The five challengers to Turkey’s President Recep Tayyip Erdogan in the June 24 snap election are faced with a visibility problem. Four complain that broadcasters are generally ignoring their campaigns. The fifth is in a maximum-security jail.
Turkish vote reduced to Erdoğan referendum
Turkey’s presidential and parliamentary elections have morphed into a referendum on President Recep Tayyip Erdoğan because his opponents are being largely ignored by broadcasters less than two weeks before the vote, the Wall Street Journal said.

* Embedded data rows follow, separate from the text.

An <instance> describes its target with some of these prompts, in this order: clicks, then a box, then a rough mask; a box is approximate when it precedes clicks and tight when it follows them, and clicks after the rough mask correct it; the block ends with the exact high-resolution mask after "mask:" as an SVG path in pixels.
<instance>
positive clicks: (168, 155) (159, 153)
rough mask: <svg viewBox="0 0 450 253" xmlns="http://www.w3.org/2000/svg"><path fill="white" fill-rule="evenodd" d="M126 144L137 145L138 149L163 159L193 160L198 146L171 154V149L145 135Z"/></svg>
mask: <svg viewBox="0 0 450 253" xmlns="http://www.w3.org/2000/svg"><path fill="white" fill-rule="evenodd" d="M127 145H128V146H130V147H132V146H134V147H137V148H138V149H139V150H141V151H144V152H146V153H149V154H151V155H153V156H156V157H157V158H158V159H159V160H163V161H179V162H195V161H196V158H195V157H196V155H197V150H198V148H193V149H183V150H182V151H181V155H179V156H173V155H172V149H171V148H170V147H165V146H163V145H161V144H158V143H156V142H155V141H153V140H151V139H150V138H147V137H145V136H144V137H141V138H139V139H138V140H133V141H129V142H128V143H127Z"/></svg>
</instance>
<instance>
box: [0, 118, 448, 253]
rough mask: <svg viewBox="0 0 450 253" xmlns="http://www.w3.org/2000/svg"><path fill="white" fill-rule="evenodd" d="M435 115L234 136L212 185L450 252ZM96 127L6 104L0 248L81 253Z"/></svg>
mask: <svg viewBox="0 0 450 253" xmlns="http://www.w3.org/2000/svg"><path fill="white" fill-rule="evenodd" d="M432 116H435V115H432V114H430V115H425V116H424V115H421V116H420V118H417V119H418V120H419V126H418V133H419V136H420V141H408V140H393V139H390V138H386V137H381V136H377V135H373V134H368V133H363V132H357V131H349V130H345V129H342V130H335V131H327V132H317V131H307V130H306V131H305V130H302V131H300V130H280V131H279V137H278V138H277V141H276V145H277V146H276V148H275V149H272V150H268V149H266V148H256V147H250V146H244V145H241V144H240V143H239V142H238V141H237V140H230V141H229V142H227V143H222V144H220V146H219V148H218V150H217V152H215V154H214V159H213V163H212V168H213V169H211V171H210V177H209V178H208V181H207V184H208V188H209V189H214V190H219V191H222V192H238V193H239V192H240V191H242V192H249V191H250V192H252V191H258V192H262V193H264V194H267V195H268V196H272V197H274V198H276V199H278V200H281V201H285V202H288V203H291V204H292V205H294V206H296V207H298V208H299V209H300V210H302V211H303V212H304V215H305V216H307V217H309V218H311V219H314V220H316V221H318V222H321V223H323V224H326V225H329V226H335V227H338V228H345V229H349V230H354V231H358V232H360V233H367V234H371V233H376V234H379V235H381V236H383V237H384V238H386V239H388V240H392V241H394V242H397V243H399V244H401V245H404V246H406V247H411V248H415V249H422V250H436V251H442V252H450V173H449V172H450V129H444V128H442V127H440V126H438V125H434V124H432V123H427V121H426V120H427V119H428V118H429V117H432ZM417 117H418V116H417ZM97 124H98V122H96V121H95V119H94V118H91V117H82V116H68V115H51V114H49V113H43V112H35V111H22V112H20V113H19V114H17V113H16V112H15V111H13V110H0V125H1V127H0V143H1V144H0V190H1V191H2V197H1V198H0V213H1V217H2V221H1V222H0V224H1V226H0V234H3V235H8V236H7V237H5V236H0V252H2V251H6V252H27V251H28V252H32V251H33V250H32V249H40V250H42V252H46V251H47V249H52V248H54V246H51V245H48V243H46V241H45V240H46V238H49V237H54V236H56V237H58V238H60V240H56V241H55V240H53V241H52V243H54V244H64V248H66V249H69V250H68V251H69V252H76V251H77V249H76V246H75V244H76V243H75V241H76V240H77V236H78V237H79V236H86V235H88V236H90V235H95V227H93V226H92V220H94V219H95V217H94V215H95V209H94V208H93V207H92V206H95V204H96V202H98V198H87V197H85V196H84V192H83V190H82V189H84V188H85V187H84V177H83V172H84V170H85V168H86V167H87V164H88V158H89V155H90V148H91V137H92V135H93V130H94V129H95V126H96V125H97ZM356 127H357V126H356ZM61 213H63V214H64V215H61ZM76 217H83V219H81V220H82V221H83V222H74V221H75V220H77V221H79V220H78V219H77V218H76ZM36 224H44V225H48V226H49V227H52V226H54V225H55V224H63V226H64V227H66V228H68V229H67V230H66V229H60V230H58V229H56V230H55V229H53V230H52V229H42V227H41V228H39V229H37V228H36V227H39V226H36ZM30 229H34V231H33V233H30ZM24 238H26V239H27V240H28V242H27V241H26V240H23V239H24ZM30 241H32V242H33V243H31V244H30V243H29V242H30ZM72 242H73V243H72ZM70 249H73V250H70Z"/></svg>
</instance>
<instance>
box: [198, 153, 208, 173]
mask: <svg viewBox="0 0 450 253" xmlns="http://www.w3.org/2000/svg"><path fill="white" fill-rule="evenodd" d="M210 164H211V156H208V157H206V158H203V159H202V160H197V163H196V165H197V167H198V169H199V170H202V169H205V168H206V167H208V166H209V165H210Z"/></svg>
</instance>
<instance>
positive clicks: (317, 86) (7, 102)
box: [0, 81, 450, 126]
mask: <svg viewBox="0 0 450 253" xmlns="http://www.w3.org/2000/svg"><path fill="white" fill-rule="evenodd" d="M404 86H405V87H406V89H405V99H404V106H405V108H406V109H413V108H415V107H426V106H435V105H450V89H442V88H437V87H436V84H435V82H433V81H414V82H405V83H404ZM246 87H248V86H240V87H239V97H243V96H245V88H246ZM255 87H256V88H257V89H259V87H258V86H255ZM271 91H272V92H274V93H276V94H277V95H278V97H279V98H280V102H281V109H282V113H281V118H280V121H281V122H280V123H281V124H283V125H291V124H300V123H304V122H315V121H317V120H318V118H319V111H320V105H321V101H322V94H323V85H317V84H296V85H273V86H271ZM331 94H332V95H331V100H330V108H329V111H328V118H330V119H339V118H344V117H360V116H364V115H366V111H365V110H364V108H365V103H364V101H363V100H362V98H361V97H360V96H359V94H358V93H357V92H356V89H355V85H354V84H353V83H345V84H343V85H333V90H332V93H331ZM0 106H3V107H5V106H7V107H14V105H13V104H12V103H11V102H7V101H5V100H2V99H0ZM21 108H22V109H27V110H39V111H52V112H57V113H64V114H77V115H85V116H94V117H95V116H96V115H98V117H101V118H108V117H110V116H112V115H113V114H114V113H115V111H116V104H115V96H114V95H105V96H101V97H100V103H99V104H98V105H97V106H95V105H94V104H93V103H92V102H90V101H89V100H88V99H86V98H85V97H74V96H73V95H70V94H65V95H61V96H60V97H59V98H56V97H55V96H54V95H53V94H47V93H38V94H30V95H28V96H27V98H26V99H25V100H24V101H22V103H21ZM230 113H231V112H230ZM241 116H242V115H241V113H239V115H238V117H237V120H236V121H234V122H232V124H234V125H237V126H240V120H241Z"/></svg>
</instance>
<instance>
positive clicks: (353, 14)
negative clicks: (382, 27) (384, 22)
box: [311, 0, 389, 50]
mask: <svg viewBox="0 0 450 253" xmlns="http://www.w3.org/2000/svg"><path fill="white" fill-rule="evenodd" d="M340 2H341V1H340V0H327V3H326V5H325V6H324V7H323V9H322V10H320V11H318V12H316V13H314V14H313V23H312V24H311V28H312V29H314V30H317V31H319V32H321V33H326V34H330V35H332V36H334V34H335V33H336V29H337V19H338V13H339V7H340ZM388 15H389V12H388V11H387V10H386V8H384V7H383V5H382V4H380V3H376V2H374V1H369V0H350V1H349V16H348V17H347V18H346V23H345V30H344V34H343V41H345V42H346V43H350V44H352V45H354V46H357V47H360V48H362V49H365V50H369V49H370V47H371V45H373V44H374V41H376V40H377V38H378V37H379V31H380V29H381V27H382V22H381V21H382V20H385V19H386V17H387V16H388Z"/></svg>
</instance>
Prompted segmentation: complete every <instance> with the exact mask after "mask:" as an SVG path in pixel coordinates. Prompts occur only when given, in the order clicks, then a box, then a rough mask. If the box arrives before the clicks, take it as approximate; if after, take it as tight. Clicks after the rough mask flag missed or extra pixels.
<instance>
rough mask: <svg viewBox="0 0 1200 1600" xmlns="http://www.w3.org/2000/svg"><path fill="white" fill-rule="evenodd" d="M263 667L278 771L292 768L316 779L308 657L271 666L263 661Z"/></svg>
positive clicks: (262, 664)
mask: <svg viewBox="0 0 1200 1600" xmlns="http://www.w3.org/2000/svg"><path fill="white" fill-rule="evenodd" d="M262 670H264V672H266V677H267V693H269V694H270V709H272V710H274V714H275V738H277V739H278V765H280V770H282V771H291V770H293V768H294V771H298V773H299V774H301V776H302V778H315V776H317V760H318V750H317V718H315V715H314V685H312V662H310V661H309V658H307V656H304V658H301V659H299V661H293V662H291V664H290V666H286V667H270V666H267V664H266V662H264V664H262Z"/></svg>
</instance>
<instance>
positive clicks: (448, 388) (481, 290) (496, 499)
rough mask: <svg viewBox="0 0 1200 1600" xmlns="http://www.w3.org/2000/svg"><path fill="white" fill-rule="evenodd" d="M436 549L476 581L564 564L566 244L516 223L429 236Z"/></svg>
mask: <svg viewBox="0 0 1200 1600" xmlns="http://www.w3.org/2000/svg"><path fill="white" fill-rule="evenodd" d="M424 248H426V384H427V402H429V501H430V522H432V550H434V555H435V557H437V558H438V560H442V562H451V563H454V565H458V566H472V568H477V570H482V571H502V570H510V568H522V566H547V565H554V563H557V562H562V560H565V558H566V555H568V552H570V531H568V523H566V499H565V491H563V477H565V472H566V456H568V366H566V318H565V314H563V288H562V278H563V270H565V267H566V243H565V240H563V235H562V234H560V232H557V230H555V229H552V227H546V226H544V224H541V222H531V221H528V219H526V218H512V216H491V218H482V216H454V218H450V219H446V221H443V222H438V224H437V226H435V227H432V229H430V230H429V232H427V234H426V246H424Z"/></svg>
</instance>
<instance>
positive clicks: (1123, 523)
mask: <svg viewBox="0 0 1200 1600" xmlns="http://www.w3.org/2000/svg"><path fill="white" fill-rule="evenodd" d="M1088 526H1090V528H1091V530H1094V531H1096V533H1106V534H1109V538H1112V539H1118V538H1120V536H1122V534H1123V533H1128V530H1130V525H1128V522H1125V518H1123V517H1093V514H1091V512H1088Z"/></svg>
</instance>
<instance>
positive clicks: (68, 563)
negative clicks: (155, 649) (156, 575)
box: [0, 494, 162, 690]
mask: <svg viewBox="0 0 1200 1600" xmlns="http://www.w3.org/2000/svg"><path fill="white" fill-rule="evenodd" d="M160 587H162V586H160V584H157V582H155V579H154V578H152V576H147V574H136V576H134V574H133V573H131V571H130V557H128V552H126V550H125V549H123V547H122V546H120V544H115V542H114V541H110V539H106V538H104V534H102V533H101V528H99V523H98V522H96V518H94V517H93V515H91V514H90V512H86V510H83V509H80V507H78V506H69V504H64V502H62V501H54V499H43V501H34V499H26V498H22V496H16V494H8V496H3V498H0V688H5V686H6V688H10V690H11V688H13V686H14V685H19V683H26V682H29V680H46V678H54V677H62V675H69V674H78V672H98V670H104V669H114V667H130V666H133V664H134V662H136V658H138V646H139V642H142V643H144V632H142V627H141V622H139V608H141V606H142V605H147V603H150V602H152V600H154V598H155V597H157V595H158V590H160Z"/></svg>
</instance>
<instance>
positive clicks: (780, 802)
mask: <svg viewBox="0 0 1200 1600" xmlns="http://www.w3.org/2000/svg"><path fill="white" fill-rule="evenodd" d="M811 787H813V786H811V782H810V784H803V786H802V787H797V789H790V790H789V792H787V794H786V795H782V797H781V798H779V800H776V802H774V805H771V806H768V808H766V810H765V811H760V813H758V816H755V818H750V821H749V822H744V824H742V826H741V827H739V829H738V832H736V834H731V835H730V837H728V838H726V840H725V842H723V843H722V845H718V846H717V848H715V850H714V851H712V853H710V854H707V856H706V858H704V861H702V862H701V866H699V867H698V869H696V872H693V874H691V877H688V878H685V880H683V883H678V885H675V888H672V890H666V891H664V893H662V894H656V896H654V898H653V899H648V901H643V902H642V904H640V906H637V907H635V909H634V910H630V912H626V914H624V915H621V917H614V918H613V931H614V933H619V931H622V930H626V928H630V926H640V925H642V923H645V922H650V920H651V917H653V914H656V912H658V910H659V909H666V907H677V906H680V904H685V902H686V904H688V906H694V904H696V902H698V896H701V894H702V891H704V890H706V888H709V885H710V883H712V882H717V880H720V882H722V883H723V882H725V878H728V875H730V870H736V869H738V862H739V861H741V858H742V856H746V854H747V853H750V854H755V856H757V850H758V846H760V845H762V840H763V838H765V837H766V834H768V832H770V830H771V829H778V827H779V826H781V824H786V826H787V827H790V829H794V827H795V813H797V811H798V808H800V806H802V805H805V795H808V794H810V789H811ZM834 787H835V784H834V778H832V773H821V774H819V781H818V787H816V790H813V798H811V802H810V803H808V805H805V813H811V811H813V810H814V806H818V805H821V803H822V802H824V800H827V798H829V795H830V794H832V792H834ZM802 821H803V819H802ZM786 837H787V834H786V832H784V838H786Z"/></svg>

Lack of TV coverage for Erdoğan’s four challengers – a fifth remains in jail on terrorism charges – is a severe handicap, particularly during the holy month of Ramadan, when television audiences generally peak, David Gauthier-Villars wrote.
Erdoğan called the June 24 elections during emergency rule, in place since a failed coup in July 2016, conducting purges in the media, military and judiciary. That means his opponents are straining to reach voters’ ears, Gauthier-Villars said.
Polls show Erdoğan will need a second round of voting on July 8 to win a second term. He is expected to come up against Muharrem Ince, the presidential candidate of the main opposition Republican People’s Party (CHP).
Ince says he is rarely invited to talk shows and his campaign is struggling to arrange venues for rallies or to buy advertising billboards.
“We have doubt that the elections will be free and fair,” Ince said in an interview, according to the WSJ. “Because Mr. Erdoğan will use everything the state has, the planes, the money. He will use everything.”